The Monarch Initiative: an integrative data and analytic platform connecting phenotypes to genotypes across species.
Nucleic Acids Res 2017 Jan 4; 45(D1):D712-D722
The correlation of phenotypic outcomes with genetic variation and environmental factors is a core pursuit in biology and biomedicine. Numerous challenges impede our progress: patient phenotypes may not match known diseases, candidate variants may be in genes that have not been characterized, model organisms may not recapitulate human or veterinary diseases, filling evolutionary gaps is difficult, and many resources must be queried to find potentially significant genotype-phenotype associations. Non-human organisms have proven instrumental in revealing biological mechanisms. Advanced informatics tools can identify phenotypically relevant disease models in research and diagnostic contexts. Large-scale integration of model organism and clinical research data can provide a breadth of knowledge not available from individual sources and can provide contextualization of data back to these sources. The Monarch Initiative (monarchinitiative.org) is a collaborative, open science effort that aims to semantically integrate genotype-phenotype data from many species and sources in order to support precision medicine, disease modeling, and mechanistic exploration. Our integrated knowledge graph, analytic tools, and web services enable diverse users to explore relationships between phenotypes and genotypes across species. Nucleic Acids Res 2017 Jan 4; 45(D1):D712-D722.
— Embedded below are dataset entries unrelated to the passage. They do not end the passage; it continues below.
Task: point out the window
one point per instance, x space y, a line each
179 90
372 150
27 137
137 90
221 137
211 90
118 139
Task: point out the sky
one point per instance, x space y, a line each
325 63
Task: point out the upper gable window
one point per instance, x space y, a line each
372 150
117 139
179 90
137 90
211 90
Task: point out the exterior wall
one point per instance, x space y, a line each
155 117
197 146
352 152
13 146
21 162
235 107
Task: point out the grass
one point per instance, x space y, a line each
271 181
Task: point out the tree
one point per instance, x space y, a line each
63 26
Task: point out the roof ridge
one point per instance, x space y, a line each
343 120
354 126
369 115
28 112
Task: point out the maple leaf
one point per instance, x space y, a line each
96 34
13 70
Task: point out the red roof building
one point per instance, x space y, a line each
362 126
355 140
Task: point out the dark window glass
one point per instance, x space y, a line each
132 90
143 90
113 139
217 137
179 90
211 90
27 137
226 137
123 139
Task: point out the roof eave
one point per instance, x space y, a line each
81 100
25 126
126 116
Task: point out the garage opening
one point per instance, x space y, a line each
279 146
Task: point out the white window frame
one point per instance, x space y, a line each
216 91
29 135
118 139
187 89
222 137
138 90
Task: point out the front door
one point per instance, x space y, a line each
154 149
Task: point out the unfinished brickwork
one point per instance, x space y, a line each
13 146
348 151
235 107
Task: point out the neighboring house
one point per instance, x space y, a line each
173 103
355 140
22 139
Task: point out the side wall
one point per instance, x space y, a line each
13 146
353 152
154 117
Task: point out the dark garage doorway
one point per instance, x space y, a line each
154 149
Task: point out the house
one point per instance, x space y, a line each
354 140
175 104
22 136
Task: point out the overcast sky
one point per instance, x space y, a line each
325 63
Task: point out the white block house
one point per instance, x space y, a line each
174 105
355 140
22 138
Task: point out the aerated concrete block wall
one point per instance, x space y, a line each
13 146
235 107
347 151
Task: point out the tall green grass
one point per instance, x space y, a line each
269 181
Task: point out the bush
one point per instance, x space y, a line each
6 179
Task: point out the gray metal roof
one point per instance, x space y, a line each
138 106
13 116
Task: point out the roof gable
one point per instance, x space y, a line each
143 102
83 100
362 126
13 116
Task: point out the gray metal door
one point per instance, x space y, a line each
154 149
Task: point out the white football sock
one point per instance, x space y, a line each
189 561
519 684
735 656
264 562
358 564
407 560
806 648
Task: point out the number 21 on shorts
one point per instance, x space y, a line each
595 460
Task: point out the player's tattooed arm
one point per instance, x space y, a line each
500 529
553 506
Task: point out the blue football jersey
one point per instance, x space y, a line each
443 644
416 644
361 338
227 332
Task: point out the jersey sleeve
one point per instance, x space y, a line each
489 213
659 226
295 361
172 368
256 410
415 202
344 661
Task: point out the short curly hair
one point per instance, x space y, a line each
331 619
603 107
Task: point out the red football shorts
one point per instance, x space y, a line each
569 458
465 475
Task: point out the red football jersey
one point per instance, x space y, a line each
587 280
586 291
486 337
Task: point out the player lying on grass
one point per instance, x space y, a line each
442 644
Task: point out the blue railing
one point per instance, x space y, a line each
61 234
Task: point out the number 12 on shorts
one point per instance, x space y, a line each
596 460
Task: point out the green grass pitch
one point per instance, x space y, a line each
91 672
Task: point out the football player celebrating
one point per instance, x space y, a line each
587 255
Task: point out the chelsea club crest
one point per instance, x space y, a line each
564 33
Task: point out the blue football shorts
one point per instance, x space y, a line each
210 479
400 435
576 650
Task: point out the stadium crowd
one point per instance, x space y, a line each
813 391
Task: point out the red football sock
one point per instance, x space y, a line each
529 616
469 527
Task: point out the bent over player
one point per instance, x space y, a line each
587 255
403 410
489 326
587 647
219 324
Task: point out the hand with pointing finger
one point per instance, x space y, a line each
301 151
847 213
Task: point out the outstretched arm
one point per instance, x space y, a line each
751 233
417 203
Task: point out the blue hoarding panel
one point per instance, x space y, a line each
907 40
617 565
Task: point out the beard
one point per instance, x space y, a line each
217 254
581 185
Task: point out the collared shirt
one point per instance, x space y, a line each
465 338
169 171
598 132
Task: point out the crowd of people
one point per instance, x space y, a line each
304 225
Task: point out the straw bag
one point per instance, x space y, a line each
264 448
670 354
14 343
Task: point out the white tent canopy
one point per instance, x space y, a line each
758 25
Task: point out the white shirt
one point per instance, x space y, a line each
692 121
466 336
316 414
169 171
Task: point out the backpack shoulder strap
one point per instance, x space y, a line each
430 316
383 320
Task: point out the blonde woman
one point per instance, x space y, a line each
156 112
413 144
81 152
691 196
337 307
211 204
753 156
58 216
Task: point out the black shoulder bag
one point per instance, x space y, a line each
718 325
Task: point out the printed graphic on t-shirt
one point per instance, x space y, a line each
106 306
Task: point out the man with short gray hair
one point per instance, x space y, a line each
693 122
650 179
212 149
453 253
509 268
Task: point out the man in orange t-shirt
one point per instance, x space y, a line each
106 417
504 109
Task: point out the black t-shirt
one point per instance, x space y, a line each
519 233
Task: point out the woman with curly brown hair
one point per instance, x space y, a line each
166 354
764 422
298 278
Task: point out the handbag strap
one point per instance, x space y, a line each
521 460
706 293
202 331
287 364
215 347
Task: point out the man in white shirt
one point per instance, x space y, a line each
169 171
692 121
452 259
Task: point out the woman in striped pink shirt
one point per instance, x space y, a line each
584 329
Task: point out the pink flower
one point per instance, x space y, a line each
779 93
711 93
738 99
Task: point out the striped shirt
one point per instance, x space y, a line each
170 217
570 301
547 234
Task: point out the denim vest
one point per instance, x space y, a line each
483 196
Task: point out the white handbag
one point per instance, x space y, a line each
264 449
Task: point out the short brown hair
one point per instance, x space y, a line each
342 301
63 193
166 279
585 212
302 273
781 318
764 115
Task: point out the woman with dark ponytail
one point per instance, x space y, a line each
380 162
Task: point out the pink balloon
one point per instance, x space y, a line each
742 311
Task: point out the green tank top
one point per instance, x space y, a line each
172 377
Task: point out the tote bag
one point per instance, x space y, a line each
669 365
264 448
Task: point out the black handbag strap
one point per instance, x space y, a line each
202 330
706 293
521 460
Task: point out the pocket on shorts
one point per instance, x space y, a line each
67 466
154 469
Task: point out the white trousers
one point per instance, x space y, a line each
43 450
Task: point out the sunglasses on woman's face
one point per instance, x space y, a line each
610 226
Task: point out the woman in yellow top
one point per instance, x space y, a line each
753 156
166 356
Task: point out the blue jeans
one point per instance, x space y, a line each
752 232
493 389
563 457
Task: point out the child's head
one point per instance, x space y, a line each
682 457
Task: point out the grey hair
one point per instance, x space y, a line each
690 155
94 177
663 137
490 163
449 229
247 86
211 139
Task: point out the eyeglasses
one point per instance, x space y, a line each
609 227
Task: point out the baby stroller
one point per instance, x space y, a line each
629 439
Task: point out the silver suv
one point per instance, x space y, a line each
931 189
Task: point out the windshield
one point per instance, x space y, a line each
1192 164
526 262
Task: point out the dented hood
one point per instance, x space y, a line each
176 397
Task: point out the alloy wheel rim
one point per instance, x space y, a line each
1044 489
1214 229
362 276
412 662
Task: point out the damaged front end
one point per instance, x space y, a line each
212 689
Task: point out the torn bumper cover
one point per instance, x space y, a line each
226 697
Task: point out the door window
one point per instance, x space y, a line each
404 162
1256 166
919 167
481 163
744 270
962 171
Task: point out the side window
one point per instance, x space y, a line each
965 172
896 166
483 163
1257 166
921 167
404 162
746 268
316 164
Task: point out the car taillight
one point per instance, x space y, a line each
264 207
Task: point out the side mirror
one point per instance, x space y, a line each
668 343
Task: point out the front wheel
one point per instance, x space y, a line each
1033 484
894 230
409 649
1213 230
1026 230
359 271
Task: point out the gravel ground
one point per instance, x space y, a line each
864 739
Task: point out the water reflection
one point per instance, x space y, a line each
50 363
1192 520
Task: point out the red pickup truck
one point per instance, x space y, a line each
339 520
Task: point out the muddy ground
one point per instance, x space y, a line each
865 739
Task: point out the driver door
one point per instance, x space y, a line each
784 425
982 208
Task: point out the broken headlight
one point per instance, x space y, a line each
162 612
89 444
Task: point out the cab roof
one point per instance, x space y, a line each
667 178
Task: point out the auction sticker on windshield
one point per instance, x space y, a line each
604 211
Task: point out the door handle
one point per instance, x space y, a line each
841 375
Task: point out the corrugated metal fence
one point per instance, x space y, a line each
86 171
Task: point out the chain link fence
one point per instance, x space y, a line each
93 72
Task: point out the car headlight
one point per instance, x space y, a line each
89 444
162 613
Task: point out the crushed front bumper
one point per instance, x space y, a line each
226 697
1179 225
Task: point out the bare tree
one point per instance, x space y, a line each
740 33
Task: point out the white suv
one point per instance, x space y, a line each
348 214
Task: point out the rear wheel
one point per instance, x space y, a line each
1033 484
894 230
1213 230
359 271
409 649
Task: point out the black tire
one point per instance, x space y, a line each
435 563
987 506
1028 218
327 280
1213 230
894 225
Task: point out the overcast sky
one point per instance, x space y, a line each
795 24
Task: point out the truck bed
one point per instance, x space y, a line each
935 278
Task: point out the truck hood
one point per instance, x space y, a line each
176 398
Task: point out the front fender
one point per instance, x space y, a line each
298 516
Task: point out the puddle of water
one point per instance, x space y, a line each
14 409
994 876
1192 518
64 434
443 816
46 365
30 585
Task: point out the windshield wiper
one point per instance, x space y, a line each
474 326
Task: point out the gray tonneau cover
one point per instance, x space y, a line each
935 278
Mungall, Christopher J; McMurry, Julie A; Köhler, Sebastian; Balhoff, James P; Borromeo, Charles; Brush, Matthew; Carbon, Seth; Conlin, Tom; Dunn, Nathan; Engelstad, Mark; Foster, Erin; Gourdine, J P; Jacobsen, Julius O B; Keith, Dan; Laraway, Bryan; Lewis, Suzanna E; NguyenXuan, Jeremy; Shefchek, Kent; Vasilevsky, Nicole; Yuan, Zhou; Washington, Nicole; Hochheiser, Harry; Groza, Tudor; Smedley, Damian; Robinson, Peter N; and Haendel, Melissa A, "The Monarch Initiative: an integrative data and analytic platform connecting phenotypes to genotypes across species." (2017). Faculty Research 2017. 17.